В 1830 году он перечеркнул для себя результаты французской революции. «Их король с зонтиком под мышкой слишком буржуазен». За этой иронической фразой скрывались претензии куда более глубокие. Новая французская литература была чужда ему. На Францию надежд больше не было.
Некогда он с интересом и надеждой смотрел на Англию.
В 1834 году в черновом варианте «Путешествия из Москвы в Петербург» он вложил в уста одного из персонажей — англичанина — такую тираду:
«Вы не видали оттенков подлости, отличающих у нас один класс от другого. Вы не видали раболепного maintien Нижней каморы перед Верхней; джентльменства перед аристократией; купечества перед джентльменством; бедности перед богатством; повиновения перед властию… А нравы наши, conversation criminal, а продажные голоса, а уловки министерства, а тиранство наше с Индиею, а отношения наши со всеми другими народами?..»
В окончательном тексте статьи путешественник говорит:
«Прочтите жалобы английских фабричных работников: волосы станут дыбом от ужаса. Сколько отвратительных истязаний, непонятных мучений! какое холодное варварство с одной стороны, с другой — какая страшная бедность! Вы подумаете, что дело идет о строении фараоновых пирамид, о евреях, работающих под бичами египтян. Совсем нет: дело идет о сукнах г-на Смита или об иголках г-на Джаксона. И заметьте, что все это есть не злоупотребления, не преступления, но происходит в строгих пределах закона. Кажется, что нет в мире несчастнее английского работника, но посмотрите, что делается там при изобретении новой машины, избавляющей вдруг от каторжной работы тысяч пять или шесть народу и лишающей их последнего средства к пропитанию…»
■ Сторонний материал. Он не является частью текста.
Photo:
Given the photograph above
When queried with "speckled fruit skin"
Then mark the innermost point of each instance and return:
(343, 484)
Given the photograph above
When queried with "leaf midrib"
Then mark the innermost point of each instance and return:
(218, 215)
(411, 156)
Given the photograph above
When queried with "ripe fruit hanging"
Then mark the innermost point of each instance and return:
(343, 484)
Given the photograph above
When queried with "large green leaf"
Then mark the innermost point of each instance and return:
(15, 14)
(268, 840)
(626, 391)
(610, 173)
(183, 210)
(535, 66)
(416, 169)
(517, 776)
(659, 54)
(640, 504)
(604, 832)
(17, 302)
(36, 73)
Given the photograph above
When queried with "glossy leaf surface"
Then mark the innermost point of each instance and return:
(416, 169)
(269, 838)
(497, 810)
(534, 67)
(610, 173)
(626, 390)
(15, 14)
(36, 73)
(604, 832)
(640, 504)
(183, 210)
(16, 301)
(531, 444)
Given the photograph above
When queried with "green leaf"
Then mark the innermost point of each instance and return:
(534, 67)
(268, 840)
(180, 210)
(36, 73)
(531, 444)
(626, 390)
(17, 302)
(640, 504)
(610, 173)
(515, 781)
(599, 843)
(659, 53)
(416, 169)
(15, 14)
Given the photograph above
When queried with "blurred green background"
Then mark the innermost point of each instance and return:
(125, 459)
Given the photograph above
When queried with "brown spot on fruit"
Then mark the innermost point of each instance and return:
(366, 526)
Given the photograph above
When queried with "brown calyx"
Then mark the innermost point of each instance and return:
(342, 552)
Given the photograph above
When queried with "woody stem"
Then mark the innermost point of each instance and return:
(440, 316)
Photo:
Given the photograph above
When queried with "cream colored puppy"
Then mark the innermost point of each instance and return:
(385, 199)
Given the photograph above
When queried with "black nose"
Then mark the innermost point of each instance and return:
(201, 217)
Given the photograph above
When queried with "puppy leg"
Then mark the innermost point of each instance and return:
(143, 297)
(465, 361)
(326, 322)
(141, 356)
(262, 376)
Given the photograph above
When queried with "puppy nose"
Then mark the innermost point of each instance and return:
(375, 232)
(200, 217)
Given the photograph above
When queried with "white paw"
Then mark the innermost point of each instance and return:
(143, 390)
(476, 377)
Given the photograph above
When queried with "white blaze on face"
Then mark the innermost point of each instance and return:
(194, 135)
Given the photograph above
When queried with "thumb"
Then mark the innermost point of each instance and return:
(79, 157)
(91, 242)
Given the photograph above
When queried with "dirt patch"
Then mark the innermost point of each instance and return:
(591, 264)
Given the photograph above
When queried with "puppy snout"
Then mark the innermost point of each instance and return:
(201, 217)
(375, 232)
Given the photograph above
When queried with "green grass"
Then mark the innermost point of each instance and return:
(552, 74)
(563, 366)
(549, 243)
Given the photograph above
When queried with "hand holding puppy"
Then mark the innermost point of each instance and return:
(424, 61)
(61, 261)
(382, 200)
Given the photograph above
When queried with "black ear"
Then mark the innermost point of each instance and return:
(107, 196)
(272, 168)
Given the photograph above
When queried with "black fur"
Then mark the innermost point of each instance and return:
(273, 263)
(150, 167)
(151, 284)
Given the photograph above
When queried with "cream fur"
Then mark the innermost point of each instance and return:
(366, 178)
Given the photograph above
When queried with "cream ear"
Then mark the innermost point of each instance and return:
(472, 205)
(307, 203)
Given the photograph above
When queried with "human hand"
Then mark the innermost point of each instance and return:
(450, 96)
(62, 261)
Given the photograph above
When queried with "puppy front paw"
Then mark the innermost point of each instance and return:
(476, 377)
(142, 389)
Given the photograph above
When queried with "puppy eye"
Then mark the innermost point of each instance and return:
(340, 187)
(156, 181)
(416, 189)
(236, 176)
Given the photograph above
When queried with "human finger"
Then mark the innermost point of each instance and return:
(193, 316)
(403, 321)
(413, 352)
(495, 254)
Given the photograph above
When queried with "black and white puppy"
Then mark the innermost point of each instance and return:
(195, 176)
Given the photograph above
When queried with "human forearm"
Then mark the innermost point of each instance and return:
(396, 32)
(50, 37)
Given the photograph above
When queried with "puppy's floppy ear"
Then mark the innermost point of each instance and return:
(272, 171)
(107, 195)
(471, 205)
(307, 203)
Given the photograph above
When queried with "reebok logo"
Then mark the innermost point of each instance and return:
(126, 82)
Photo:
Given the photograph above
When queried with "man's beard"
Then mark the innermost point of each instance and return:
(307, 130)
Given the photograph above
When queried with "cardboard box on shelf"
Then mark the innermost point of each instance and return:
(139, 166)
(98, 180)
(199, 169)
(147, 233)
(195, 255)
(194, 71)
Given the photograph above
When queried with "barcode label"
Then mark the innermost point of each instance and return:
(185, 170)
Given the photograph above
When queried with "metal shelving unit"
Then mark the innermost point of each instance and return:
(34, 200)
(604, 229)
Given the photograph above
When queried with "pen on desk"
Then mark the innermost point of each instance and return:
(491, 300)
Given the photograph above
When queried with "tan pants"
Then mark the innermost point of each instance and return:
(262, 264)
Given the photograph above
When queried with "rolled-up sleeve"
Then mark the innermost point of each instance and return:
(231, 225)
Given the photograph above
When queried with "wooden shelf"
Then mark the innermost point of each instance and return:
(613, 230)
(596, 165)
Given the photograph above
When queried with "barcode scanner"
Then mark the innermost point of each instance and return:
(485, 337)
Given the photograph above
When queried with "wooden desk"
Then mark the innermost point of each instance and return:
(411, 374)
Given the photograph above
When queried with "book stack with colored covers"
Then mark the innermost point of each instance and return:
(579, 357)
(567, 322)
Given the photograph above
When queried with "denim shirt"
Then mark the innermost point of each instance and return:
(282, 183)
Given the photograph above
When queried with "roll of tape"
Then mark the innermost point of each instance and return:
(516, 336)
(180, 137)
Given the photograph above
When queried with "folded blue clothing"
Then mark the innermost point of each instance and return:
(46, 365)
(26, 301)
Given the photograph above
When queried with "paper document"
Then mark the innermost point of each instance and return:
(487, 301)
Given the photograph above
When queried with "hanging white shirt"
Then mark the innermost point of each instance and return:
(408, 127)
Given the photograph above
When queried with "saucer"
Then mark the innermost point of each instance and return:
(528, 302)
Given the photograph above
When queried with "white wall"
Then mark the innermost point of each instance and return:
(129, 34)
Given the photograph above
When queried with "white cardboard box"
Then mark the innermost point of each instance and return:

Он отвернулся от Англии политической.
Летом 1836 года Пушкин писал в статье «Джон Теннер»: «С некоторого времени Северо-Американские Штаты обращают на себя в Европе внимание людей наиболее мыслящих. Не политические происшествия тому виною: Америка спокойно совершает свое поприще, доныне безопасная и цветущая, сильная миром, упроченным ей географическим положением, гордая своими учреждениями. Но несколько глубоких умов в недавнее время занялись исследованием нравов и постановлений американских, и их наблюдения возбудили снова вопросы, которые полагали давно уже решенными. Уважение к сему новому народу и его уложению, плоду новейшего просвещения, сильно поколебалось. С изумлением увидели демократию в ее отвратительном цинизме, в ее жестоких предрассудках, в ее нестерпимом тиранстве. Все благородное, бескорыстное, все возвышающее душу человеческую — подавленное неумолимым эгоизмом и страстию к довольству ‹…›; большинство, нагло притесняющее общество; рабство негров посреди образованности и свободы; родословные гонения в народе, не имеющем дворянства; со стороны избирателей алчность и зависть; со стороны управляющих робость и подобострастие; талант, из уважения к равенству, принужденный к добровольному остракизму; богач, надевающий оборванный кафтан, дабы на улице не оскорбить надменной нищеты, им втайне презираемой: такова картина Американских Штатов, недавно выставленная перед нами.
Отношения Штатов к индейским племенам, древним владельцам земли, ныне заселенной европейскими выходцами, подверглись также строгому разбору новых наблюдателей. Явная несправедливость, ябеда и бесчеловечие Американского Конгресса осуждены с негодованием…»
Однако руссоистской идеализации индейцев у Пушкина тоже нет.
«Легкомысленность, невоздержанность, лукавство и жестокость — главные пороки диких американцев».